Nos revenus oscillent entre 11 et 15 M€ par an. Dans Euroméditerranée, par exemple, nous sommes soit porteurs, soit « diligenteurs » de 1,6 Md € d'investissements. En 2019, en matière de prestations de services, la promotion devrait rattraper la gestion avec l'équivalent de 1,6 Md € de projets, soit 4 800 logements en cours, en projet et en mise en œuvre. Nous avons toujours voulu que la société de promotion immobilière soit adossée à l' asset management, ce qui crée un flux permanent. Aujourd'hui, nous tirons nos bénéfices de la promotion immobilière.

M - Quelle est votre ligne de conduite ?

De manière générale, nous mettons entre 10 et 15 % de fonds propres dans nos opérations de promotion. Le reste est financé

via des émissions obligataires et des lignes de crédit de développement. En matière de foncier, le credo est de ne pas céder au désir. Cependant, le lien avec l'eau nous motive.

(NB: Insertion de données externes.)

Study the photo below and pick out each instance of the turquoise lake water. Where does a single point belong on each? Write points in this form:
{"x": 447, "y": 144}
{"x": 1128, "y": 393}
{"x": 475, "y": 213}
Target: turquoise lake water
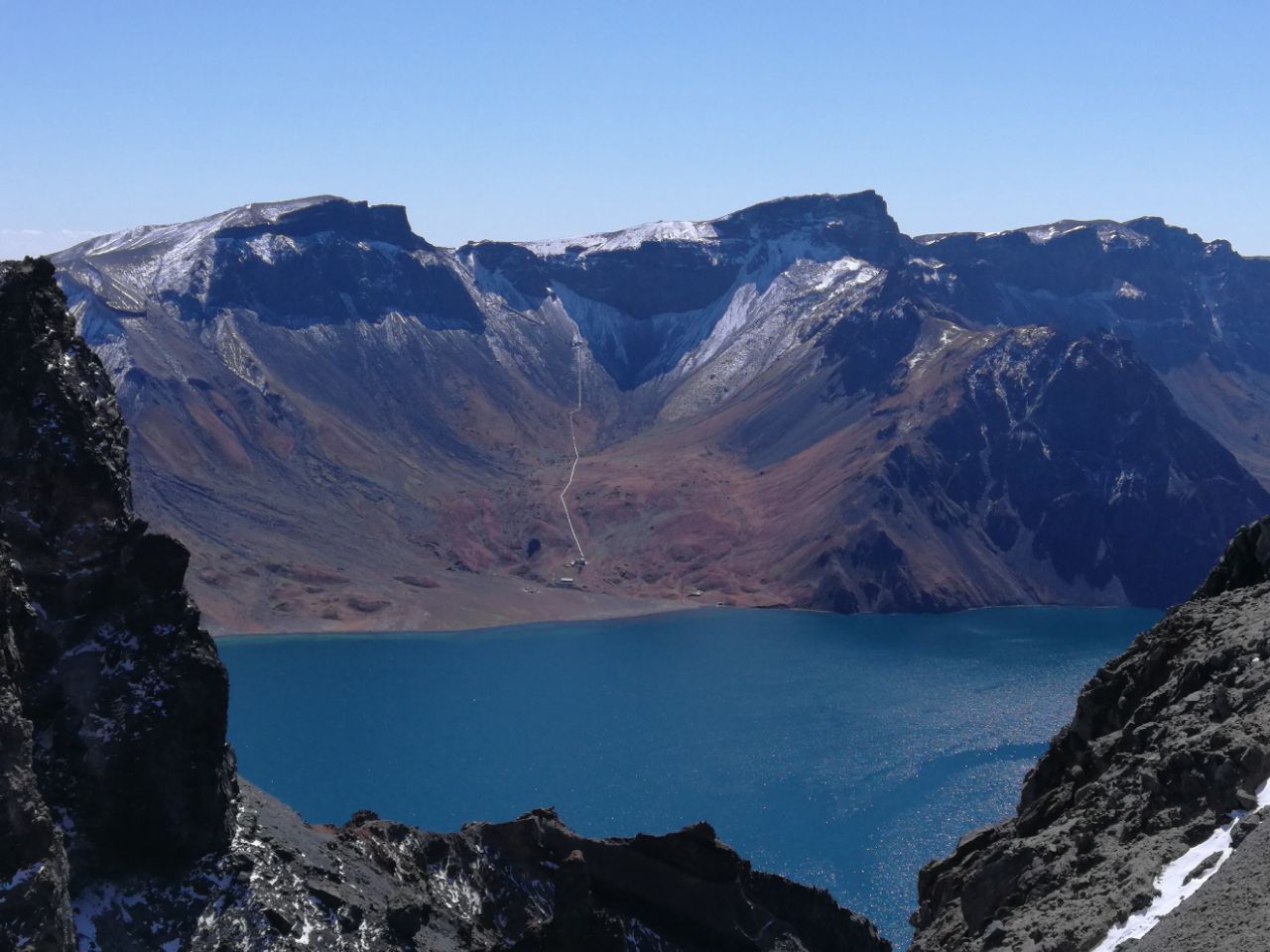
{"x": 842, "y": 752}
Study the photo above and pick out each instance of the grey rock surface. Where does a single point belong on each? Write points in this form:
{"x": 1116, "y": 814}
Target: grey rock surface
{"x": 1167, "y": 740}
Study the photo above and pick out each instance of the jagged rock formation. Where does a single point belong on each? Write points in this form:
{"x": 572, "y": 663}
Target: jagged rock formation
{"x": 116, "y": 699}
{"x": 792, "y": 404}
{"x": 525, "y": 885}
{"x": 1169, "y": 740}
{"x": 123, "y": 826}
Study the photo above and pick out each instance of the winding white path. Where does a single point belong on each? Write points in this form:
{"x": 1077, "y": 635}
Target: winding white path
{"x": 576, "y": 456}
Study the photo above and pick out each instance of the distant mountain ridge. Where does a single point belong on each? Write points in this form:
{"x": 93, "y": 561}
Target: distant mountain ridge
{"x": 793, "y": 404}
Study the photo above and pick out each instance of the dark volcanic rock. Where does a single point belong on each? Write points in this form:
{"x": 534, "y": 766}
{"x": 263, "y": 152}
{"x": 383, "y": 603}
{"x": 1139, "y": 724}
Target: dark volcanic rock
{"x": 125, "y": 828}
{"x": 126, "y": 692}
{"x": 1245, "y": 562}
{"x": 1167, "y": 740}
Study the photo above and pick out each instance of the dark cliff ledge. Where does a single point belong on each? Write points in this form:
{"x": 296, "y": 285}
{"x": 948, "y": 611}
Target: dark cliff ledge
{"x": 1167, "y": 742}
{"x": 530, "y": 885}
{"x": 114, "y": 699}
{"x": 125, "y": 826}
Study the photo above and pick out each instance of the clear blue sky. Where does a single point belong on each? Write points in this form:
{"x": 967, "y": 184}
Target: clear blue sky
{"x": 526, "y": 119}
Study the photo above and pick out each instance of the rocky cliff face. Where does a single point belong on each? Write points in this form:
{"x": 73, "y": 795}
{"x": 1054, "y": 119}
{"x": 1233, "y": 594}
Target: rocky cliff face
{"x": 1165, "y": 763}
{"x": 123, "y": 826}
{"x": 116, "y": 699}
{"x": 792, "y": 404}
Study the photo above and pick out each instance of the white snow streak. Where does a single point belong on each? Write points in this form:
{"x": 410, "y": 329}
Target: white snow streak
{"x": 1174, "y": 888}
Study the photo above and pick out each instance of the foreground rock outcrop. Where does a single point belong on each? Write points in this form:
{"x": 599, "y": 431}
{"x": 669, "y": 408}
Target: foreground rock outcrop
{"x": 113, "y": 698}
{"x": 123, "y": 826}
{"x": 1169, "y": 743}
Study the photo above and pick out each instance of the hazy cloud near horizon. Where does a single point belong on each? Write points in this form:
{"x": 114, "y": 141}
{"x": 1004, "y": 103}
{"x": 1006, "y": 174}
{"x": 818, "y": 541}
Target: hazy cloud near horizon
{"x": 19, "y": 243}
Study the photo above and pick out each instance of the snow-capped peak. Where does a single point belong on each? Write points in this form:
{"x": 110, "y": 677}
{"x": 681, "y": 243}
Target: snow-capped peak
{"x": 625, "y": 239}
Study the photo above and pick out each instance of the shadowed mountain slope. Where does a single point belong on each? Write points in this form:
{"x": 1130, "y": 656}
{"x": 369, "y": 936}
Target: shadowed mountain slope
{"x": 125, "y": 828}
{"x": 793, "y": 404}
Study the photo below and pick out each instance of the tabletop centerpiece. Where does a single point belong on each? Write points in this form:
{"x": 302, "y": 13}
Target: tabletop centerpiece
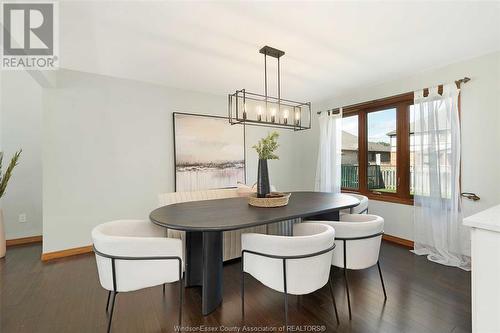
{"x": 266, "y": 149}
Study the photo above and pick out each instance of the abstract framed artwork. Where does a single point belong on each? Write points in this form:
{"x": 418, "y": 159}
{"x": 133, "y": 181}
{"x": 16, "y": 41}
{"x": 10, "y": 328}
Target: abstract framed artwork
{"x": 209, "y": 152}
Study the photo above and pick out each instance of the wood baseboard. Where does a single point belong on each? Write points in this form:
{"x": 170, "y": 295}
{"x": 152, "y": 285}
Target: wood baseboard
{"x": 24, "y": 240}
{"x": 66, "y": 253}
{"x": 397, "y": 240}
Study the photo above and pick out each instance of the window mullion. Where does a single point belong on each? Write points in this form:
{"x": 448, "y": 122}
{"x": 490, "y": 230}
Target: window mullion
{"x": 363, "y": 153}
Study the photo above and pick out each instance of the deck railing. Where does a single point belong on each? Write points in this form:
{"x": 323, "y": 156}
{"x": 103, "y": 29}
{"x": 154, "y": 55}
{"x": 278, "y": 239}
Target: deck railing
{"x": 379, "y": 177}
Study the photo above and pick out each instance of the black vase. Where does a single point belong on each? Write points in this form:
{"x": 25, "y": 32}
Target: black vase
{"x": 263, "y": 186}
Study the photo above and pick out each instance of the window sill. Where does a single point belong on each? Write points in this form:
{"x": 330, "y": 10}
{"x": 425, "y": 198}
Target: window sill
{"x": 382, "y": 197}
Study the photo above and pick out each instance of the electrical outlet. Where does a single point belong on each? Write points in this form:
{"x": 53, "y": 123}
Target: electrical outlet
{"x": 22, "y": 218}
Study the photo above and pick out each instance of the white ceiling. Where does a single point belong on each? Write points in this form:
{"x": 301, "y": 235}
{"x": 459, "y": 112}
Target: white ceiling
{"x": 330, "y": 46}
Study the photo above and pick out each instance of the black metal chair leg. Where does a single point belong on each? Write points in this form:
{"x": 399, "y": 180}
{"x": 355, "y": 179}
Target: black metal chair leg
{"x": 180, "y": 302}
{"x": 242, "y": 289}
{"x": 286, "y": 295}
{"x": 381, "y": 280}
{"x": 347, "y": 292}
{"x": 112, "y": 309}
{"x": 333, "y": 300}
{"x": 107, "y": 302}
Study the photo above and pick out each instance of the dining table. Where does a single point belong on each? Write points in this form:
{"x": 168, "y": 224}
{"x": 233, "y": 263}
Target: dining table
{"x": 204, "y": 222}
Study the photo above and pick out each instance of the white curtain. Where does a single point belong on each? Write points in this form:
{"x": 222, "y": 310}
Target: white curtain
{"x": 439, "y": 233}
{"x": 329, "y": 153}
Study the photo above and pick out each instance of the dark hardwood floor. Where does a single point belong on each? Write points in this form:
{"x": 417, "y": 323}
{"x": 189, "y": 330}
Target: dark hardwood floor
{"x": 65, "y": 296}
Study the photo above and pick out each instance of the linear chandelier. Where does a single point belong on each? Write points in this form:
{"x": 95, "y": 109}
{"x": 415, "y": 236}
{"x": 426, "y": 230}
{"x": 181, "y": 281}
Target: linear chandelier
{"x": 249, "y": 108}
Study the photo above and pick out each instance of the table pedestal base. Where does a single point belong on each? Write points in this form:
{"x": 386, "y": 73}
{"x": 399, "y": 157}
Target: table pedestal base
{"x": 204, "y": 266}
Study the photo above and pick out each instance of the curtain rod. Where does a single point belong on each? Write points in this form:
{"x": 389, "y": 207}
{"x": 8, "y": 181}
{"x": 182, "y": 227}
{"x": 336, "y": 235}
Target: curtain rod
{"x": 337, "y": 110}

L'opération des quais d'Arenc à Marseille l'illustre, tout comme les projets en cours d'aménagement à Huningue (Haut-Rhin) au bord du Rhin, à Aix-les-Bains (Savoie) avec le lac de Bourget, à Alfortville (Val-de-Marne) sur la Seine. Nous produisons peu, entre 800 et 1 200 logements par an. Cela nous permet de travailler au plus près avec les entreprises pour arriver au juste prix et à une prestation conforme à nos exigences : des parties communes traitées comme de l'hôtellerie, des matériaux de qualité, des garde-corps soignés, des espaces verts…

Mon fils Jean-Baptiste, qui est aussi architecte, y veille.

M - Constructa a signé au début de l'année un partenariat avec LegaLife pour la digitalisation du processus de vente en l'état futur d'achèvement (Vefa) de ses programmes. Est-ce un passage obligé ?

Oui. Nous avons d'ailleurs créé en début d'année la société de services digitaux Domtel. Pour le Brickline 52, dont le chantier a commencé à Nanterre (Hauts-de-Seine), l'acheteur peut, grâce à un identifiant, suivre l'évolution du projet et communiquer avec nous via une interface. Mais nous ne voulons pas tomber dans la sophistication à l'extrême. Notre pivot, c'est l'usager.

M - Quelles sont les perspectives pour 2019 ?

Nous avons 4 800 logements en montage et développement.

Tout en continuant de nous renforcer dans la région parisienne, nous voulons monter en puissance en Rhône-Alpes et autour du lac Léman avec un objectif d'au moins 400 à 500 logements par an. Nous n'avons pas vocation à investir à l'étranger.

En revanche, nos équipes restent mobiles pour intervenir en fonction des demandes des clients. L'autre axe de travail est l'hôtellerie avec plus de 1 000 chambres en exploitation aujourd'hui. Nous portons plusieurs projets en partenariat avec le groupe hôtelier suédois Wyndham et l'exploitant suisse Sophos. Nous renouons des liens avec Pierre et Vacances. C'est une vraie demande des investisseurs institutionnels et privés.

(1) Les autres occupants sont Orange, Sodexo, Haribo, Steir, le World Trade Center de la chambre de commerce et d'industrie, Cepac, Swiss Life mais aussi 80 des plus de 200 salariés du groupe Constructa.